Note to Dr. Coyne: When your rationalizations for killing handicapped children were used by defense counsel in the Nazi Doctors Trial, it’s time to rethink your ethics.

This change in views about euthanasia and assisted suicide are [sic] the result of a tide of increasing morality in our world…

What? Reintroducing medical practices for which Nazi doctors were hanged is “a tide of increasing morality in our world”? Goodness gracious.

It’s time to add to the discussion the euthanasia of newborns, who have no ability or faculties to decide whether to end their lives. Although discussing the topic seems verboten now, I believe some day the practice will be widespread, and it will be for the better.

I too suspect that killing handicapped people will become more widespread. This will not be “for the better.”

 After all, we euthanize our dogs and cats when to prolong their lives would be torture, so why not extend that to humans? Dogs and cats, like newborns, can’t make such a decision, and so their caregivers take the responsibility. (I have done this myself to a pet, as have many of you, and firmly believe it’s the right thing to do. Our pain at making such a decision is lessened knowing that dogs and cats, like newborns, don’t know about death and thus don’t fear it.)

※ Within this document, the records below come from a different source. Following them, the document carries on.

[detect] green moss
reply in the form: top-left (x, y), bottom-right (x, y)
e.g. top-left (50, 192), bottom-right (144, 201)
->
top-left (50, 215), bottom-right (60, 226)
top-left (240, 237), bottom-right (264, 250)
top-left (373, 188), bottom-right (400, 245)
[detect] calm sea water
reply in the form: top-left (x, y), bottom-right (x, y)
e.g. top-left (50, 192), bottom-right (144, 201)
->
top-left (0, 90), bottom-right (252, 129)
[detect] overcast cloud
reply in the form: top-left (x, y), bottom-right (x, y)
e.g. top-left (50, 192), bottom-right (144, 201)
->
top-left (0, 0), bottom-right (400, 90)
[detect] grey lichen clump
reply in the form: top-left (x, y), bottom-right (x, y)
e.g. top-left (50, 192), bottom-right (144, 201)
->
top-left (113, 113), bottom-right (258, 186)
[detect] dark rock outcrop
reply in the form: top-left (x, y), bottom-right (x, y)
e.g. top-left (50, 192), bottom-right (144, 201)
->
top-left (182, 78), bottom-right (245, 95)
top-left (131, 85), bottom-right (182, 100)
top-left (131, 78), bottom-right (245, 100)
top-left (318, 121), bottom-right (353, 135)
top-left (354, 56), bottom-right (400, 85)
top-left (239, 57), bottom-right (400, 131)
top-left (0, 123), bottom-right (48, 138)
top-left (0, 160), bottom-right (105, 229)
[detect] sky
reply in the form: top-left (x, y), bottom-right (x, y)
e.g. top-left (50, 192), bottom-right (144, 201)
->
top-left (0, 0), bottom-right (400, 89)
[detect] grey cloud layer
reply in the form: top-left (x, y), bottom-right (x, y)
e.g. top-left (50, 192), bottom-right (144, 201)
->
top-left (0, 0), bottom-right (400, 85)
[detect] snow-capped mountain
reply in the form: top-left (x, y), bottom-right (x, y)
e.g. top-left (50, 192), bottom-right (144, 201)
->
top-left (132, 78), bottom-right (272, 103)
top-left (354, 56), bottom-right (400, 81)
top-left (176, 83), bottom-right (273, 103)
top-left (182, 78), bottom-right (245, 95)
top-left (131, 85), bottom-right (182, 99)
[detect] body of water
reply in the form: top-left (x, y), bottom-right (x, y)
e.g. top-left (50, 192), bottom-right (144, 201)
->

We do all sorts of things to pets — we euthanize them, we cage them, we buy and sell them, we neuter and spay them, we breed them. If Coyne’s analogy to animals allows killing of handicapped children just like we kill sick pets, why wouldn’t the analogy justify caging, buying and selling, neutering and breeding children as well?

The reason we don’t allow euthanasia of newborns is because humans are seen as special, and I think this comes from religion — in particular, the view that humans, unlike animals, are endowed with a soul.

Both humans and animals have souls. Humans have spiritual souls, created in God’s image, which distinguishes them from animals. Coyne dismisses theology and philosophy, of which he is ignorant.

It’s the same mindset that, in many places, won’t allow abortion of fetuses that have severe deformities. When religion vanishes, as it will, so will much of the opposition to both adult and newborn euthanasia.

The world is replete with dead ideologies that died waiting for religion to “vanish.”

Encroaching Materialism and Darwinism

Some people with severe handicaps at birth can achieve quite a bit in life. My friend Karin Muraszko was born with spina bifida and needed extensive surgery and a brain shunt as a child. I met her when I was a medical student. She wasn’t a patient — she was a resident in neurosurgery, and I followed her on rounds and learned from her. She is now Professor and Chairman of Neurological Surgery at the University of Michigan, and she has professorships in pediatrics, communicable diseases, and plastic surgery. She has served on the American Board of Neurological Surgery, and is one of the most respected clinicians and researchers in my field.

She is married and has two kids, and she is director of the Shunt Project, which is an organization devoted to providing medical care for children (like her) with severe neurological handicaps in poor countries.

To propose, as Dr. Coyne does, that she should have been killed at birth because of her “suffering” is a particularly odious example of the encroachment of materialist and Darwinist philosophy on our culture. It should be resisted, with every bit of our strength.